LONDON — Theresa May's ministers have backed her Brexit deal with the EU after a mammoth meeting of her Cabinet which lasted for more than five hours.
May did not receive unanimous support from her Cabinet for a deal, which was not put to a vote among Cabinet members.
However, in a statement on Downing Street, Theresa May said her Cabinet had held a "long, detailed and impassioned debate" but come to a collective agreement to go ahead with the deal.
She said the government had faced a choice between "this deal which delivers on the vote of the referendum, which brings back control of our money and borders and protects our union, or leave with no deal or no Brexit at all."
The prime minister added that: "I believe what I owe to this country and take decision in the national interest."
"I firmly believe with my head and heart this is in the best interest for Britain."
However, she acknowledged that "there will be difficult days ahead," as she seeks support for the deal.
The agreement, which you can read here, will now pass to a special Brexit summit of EU leaders, expected in the final week of November, before returning to the UK Parliament in early December.
As ministers met in Downing Street, rumours swirled in Westminster that she could be about to face a vote of no confidence from furious pro-Brexit MPs.
The BBC's political editor Laura Kuenssberg reported that "Brexiteer anger [is] so high that seems likely there will be a call for no confidence vote tomorrow."
There were other reports of multiple letters of no confidence being sent to Conservative party authorities on Wednesday evening, although it remained unclear whether the 48-letter threshold for a vote of no confidence in the prime minister was about to be met.
Graham Brady, the chair of the 1922 committee of backbench Conservatives, who MPs must address their letters to, is forbidden from disclosing how many he has received.
"The truth is nobody knows [whether there will be a challenge from Conservative Brexiteers," one Conservative MP told Business Insider.
"There is definitely a lot of noise from them but not really sure how many of them are true Brexit purists willing to risk the government and even Brexit itself."
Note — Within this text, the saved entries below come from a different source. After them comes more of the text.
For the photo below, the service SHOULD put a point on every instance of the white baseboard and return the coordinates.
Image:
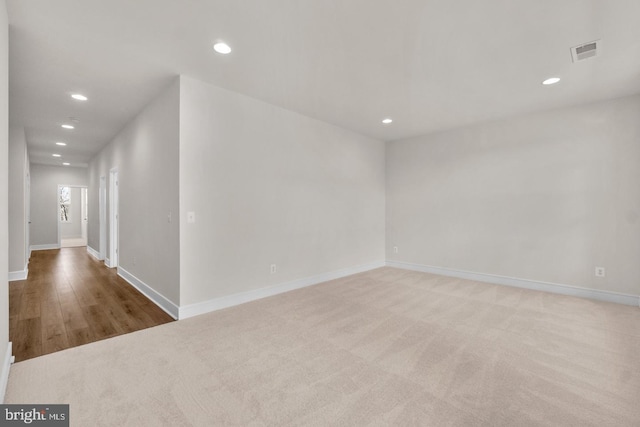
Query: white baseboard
(243, 297)
(523, 283)
(158, 299)
(45, 247)
(93, 253)
(18, 275)
(6, 367)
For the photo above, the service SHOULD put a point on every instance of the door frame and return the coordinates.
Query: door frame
(102, 206)
(58, 208)
(113, 217)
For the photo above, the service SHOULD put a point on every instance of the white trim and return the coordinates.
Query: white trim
(6, 367)
(243, 297)
(93, 253)
(157, 298)
(45, 247)
(555, 288)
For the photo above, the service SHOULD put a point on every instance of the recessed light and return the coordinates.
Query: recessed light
(222, 47)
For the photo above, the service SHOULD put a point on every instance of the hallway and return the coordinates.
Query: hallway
(70, 299)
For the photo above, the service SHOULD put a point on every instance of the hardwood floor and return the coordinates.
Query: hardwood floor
(70, 299)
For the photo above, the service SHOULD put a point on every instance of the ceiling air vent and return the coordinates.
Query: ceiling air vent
(587, 50)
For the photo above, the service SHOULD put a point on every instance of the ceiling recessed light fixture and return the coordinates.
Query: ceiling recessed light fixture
(222, 47)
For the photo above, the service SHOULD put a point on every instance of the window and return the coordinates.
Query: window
(65, 204)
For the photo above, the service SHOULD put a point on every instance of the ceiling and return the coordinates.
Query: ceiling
(428, 64)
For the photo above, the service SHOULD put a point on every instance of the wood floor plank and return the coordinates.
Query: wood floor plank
(100, 323)
(27, 339)
(71, 299)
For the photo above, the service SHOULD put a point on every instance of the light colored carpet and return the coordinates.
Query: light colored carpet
(385, 347)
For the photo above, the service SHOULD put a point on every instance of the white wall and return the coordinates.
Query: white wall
(4, 168)
(18, 199)
(146, 155)
(73, 228)
(269, 186)
(545, 197)
(44, 199)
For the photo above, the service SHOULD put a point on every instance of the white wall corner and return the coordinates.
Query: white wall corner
(6, 367)
(243, 297)
(18, 275)
(555, 288)
(44, 247)
(158, 299)
(93, 253)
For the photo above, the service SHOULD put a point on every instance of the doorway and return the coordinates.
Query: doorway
(113, 215)
(72, 216)
(102, 200)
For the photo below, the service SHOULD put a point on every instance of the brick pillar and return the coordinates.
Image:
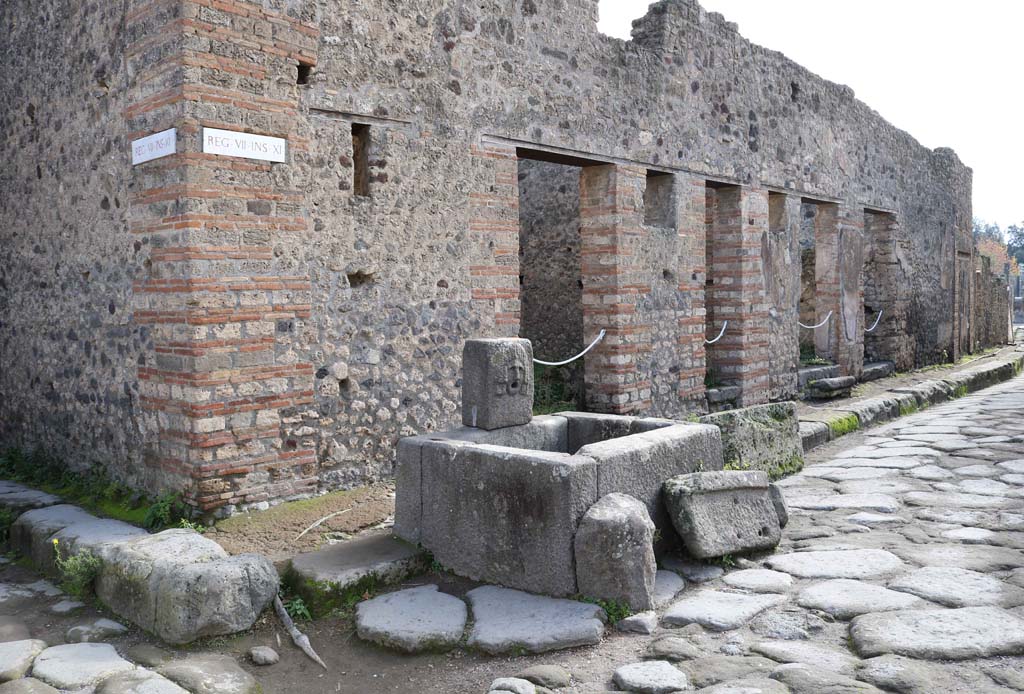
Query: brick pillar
(692, 272)
(494, 228)
(840, 259)
(738, 224)
(611, 232)
(782, 276)
(227, 383)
Conservative Brexiteer Conor Burns told LBC that there was "a lot of febrile talk," among Conservative MPs.
"What I can tell you is there’s no orchestrated attempt to put letters in. But sensing the levels of frustration and annoyance colleagues are feeling it would not surprise me if organically letters are going in."
One factor is the party rule book which states that if a challenge were to fail then Conservative MPs would have to wait a full year before mounting another challenge.
The deal is understood to be almost 600 pages long and covers the nature of Britain's withdrawal from the EU as well as the framework for Britain's future relationship with the EU.
Under the agreement, the UK has agreed to be bound by a UK-wide Brexit "backstop" which will effectively keep Britain in a customs union with the EU if the prime minister fails to secure an alternative arrangement before the end of the two-year Brexit transition period.
Conservative Brexiteers, opposition parties and the Democratic Unionist Party, who prop up May's minority government, have all signaled that they plan to vote down the deal.